State Bootstrapping #
Often times applications require some intial state provided by historical data in a file, database, or other system.
Because state is managed by Apache Flink’s snapshotting mechanism, for Stateful Function applications, that means
writing the intial state into a savepoint that can be used to start the job.
Users can bootstrap initial state for Stateful Functions applications using Flink’s State Processor API and a StatefulFunctionSavepointCreator
.
Attention: The savepoint creator currently only supports initializing the state for embedded Java functions.
To get started, include the following libraries in your application:
<dependency>
<groupId>org.apache.flink</groupId>
<artifactId>statefun-flink-state-processor</artifactId>
<version>3.2.0</version>
</dependency>
<dependency>
<groupId>org.apache.flink</groupId>
<artifactId>flink-state-processor-api_2.12</artifactId>
<version>3.2.0</version>
</dependency>
State Bootstrap Function #
A StateBootstrapFunction
defines how to bootstrap state for a StatefulFunction
instance with a given input.
Each bootstrap functions instance directly corresponds to a StatefulFunction
type.
Likewise, each instance is uniquely identified by an address, represented by the type and id of the function being bootstrapped.
Any state that is persisted by a bootstrap functions instance will be available to the corresponding live StatefulFunction
instance having the same address.
For example, consider the following state bootstrap function:
public class MyStateBootstrapFunction implements StateBootstrapFunction {
@Persisted
private PersistedValue<MyState> state = PersistedValue.of("my-state", MyState.class);
@Override
public void bootstrap(Context context, Object input) {
state.set(extractStateFromInput(input));
}
}
Assume that this bootstrap function was provided for function type MyFunctionType
, and the id of the bootstrap function instance was id-13
.
The function writes persisted state of name my-state
using the given bootstrap data.
After restoring a Stateful Functions application from the savepoint generated using this bootstrap function, the stateful function instance with address (MyFunctionType, id-13)
will already have state values available under state name my-state
.
Creating A Savepoint #
Savepoints are created by defining certain metadata, such as max parallelism and state backend.
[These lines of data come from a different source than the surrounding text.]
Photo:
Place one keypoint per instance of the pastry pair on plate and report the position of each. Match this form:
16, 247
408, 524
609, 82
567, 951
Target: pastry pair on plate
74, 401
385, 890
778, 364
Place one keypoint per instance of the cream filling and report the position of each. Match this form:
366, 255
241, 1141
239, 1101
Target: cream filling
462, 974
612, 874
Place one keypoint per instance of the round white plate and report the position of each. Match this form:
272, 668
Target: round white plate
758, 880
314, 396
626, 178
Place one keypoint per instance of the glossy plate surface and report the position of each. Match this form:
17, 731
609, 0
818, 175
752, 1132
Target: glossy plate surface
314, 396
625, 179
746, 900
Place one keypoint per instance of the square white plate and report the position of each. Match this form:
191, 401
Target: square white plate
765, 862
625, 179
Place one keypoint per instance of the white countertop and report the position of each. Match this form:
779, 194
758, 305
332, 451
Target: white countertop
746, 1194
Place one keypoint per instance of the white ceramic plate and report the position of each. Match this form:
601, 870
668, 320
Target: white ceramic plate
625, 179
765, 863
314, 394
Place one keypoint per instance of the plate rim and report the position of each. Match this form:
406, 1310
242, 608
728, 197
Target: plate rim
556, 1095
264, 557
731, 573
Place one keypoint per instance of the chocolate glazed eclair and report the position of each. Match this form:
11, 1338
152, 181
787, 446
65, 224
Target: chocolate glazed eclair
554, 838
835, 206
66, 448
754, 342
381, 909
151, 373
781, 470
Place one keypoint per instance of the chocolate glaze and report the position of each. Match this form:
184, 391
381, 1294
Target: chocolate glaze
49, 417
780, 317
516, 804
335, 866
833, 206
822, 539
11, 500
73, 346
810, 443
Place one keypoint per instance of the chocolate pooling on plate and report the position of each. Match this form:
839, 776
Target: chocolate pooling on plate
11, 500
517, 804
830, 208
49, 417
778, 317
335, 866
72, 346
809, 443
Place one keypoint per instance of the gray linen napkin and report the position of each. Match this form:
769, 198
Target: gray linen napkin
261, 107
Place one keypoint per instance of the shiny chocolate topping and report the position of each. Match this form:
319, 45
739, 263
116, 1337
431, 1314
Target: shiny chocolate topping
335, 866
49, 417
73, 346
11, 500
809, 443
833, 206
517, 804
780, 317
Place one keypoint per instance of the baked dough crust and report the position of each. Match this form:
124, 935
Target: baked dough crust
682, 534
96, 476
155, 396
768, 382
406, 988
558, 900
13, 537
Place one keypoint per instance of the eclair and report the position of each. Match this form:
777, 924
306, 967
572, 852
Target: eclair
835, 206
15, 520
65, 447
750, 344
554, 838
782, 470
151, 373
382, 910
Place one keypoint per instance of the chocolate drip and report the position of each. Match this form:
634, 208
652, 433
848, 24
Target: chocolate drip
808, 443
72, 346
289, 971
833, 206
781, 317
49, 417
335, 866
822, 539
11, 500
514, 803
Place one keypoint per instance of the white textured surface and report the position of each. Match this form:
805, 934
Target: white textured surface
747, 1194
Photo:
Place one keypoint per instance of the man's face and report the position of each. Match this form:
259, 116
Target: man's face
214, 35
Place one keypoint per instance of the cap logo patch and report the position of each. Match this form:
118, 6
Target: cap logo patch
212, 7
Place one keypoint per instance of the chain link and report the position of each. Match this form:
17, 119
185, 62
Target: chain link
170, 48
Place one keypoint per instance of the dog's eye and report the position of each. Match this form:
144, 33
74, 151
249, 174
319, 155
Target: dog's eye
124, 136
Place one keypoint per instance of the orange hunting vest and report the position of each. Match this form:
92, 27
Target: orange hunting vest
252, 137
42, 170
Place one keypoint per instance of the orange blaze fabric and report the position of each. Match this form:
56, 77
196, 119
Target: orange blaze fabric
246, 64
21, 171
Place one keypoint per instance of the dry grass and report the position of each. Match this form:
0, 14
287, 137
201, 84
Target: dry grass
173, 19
The default state backend is RocksDB.
int maxParallelism = 128;
StatefulFunctionsSavepointCreator newSavepoint = new StatefulFunctionsSavepointCreator(maxParallelism);
Each input data set is registered in the savepoint creator with a [router]({{ site.baseurl }}/io-module/index.html#router) that routes each record to zero or more function instances. You may then register any number of function types to the savepoint creator, similar to how functions are registered within a stateful functions module. Finally, specify an output location for the resulting savepoint.
// Read data from a file, database, or other location
final ExecutionEnvironment env = ExecutionEnvironment.getExecutionEnvironment();
final DataSet<Tuple2<String, Integer>> userSeenCounts = env.fromElements(
Tuple2.of("foo", 4), Tuple2.of("bar", 3), Tuple2.of("joe", 2));
// Register the dataset with a router
newSavepoint.withBootstrapData(userSeenCounts, MyStateBootstrapFunctionRouter::new);
// Register a bootstrap function to process the records
newSavepoint.withStateBootstrapFunctionProvider(
new FunctionType("apache", "my-function"),
ignored -> new MyStateBootstrapFunction());
newSavepoint.write("file:///savepoint/path/");
env.execute();
For full details of how to use Flink’s DataSet
API, please check the official documentation.
Deployment #
After creating a new savpepoint, it can be used to provide the initial state for a Stateful Functions application.
When deploying based on an image, pass the -s
command to the Flink JobMaster image.
version: "2.1"
services:
master:
image: my-statefun-application-image
command: -s file:///savepoint/path
When deploying to a Flink session cluster, specify the savepoint argument in the Flink CLI.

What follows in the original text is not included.